Nowadays lions, leopards and cheetahs may be the dominant carnivores of Lesotho, Africa, but they all pale in comparison to what might have been the largest predator to ever stalk the continent. Palaeontologists have found the first evidence of a previously unknown mega-carnivore dinosaur that lived much earlier than others of its size.

The evidence in question is a set of footprints left in rock that dates back 200 million years, to the Early Jurassic period. Back then, the area was apparently a watering hole or river bank, judging by the ripple marks and dessication cracks the team found in the surface.

With each print measuring 57 cm (22 in) long and 50 cm (20 in) wide, the three-toed tracks are the largest of their kind ever found in Africa. If they look like the kind of tracks your canary might leave if it was 10 ft tall, that's because they were made by a therapod – the group of dinosaurs birds are directly descended from.
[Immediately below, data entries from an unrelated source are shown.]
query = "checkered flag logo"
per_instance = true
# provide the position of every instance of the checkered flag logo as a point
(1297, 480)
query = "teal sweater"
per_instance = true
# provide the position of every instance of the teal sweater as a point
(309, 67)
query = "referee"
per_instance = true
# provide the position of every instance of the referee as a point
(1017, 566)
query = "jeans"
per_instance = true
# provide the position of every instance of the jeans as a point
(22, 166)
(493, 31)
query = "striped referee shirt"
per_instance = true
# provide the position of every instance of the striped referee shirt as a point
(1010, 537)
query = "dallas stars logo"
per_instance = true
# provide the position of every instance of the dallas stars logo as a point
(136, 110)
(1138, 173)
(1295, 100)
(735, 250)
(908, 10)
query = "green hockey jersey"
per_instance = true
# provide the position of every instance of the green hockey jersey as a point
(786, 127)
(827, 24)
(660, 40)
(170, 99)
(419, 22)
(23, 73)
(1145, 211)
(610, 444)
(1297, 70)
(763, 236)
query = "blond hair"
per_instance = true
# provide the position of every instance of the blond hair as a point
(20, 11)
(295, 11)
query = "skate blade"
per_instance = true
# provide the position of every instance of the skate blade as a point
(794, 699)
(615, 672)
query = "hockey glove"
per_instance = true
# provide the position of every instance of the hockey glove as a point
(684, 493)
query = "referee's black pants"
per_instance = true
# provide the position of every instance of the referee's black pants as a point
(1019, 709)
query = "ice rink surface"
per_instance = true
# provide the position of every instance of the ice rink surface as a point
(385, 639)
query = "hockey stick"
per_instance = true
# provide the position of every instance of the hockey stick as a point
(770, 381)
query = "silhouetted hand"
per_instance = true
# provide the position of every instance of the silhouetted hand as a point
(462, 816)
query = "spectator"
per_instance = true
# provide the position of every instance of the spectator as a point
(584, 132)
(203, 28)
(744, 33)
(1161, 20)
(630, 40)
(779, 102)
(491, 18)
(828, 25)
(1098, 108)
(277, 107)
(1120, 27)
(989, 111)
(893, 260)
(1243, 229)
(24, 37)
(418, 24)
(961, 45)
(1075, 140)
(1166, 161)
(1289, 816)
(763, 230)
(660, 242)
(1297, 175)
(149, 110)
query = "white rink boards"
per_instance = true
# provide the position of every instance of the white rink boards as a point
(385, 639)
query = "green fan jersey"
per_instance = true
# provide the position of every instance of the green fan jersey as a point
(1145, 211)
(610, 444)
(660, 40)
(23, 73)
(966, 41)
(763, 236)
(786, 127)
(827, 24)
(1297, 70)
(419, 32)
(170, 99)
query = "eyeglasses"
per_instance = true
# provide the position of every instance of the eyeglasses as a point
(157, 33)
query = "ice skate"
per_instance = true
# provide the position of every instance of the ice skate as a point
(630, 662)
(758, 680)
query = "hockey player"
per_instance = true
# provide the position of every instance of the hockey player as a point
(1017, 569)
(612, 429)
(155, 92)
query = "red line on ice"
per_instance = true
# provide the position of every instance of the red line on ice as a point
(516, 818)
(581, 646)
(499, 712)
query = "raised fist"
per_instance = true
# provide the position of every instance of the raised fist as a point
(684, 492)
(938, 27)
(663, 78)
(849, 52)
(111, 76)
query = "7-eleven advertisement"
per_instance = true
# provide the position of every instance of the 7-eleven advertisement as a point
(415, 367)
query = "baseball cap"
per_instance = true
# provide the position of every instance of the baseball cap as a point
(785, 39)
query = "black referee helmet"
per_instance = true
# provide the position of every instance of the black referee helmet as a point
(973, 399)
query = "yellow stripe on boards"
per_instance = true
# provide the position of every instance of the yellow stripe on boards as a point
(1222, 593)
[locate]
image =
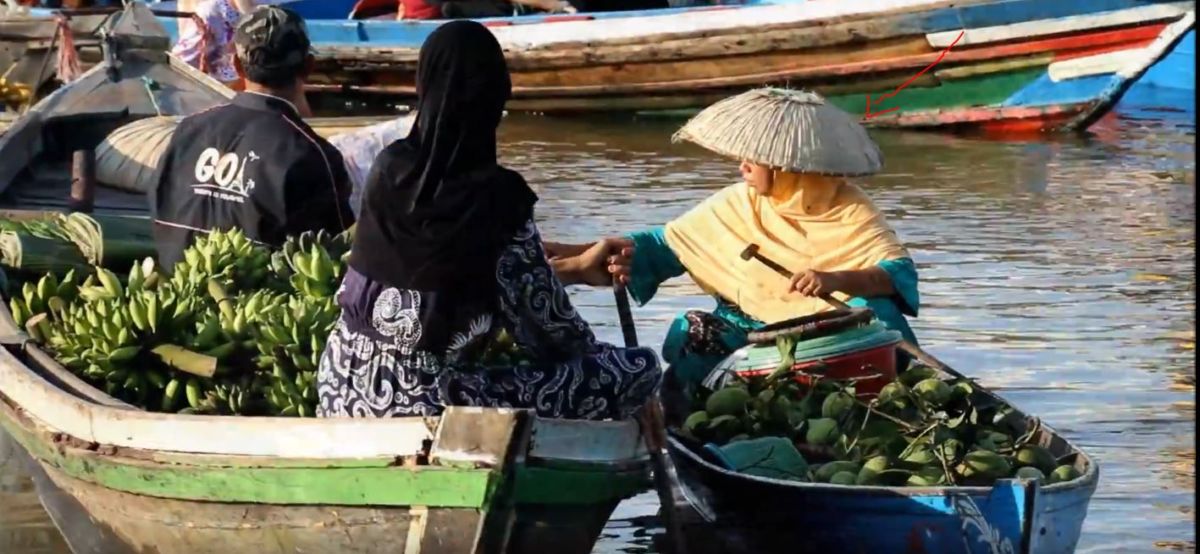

Working backwards from the size of its feet, the researchers estimated that the new species, dubbed Kayentapus ambrokholohali, would have been about 9 m (30 ft) long and 3 m (10 ft) tall at the hip. That's almost twice the average size of other therapods of its time.

"The latest discovery is very exciting and sheds new light on the kind of carnivore that roamed what is now southern Africa," says Fabien Knoll, co-author of the study. "That's because it is the first evidence of an extremely large meat-eating animal roaming a landscape otherwise dominated by a variety of herbivorous, omnivorous and much smaller carnivorous dinosaurs. It really would have been top of the food chain."

But the newly discovered species wasn't just a big fish in its own little pond: its size put it ahead of its time on a global scale. While Kayentapus ambrokholohali would later be dwarfed by its cousins like the 12-m (39-ft) long T Rex, it arrived on the scene tens of millions of years earlier than most other "mega-therapods".

"This discovery marks the first occurrence of very large carnivorous dinosaurs in the Early Jurassic of Gondwana – the prehistoric continent which would later break up and become Africa and other landmasses," says Lara Sciscio, co-author of the study. "This makes it a significant find. Globally, these large tracks are very rare. There is only one other known site similar in age and sized tracks, which is in Poland."

The research was published in the journal PLOS ONE.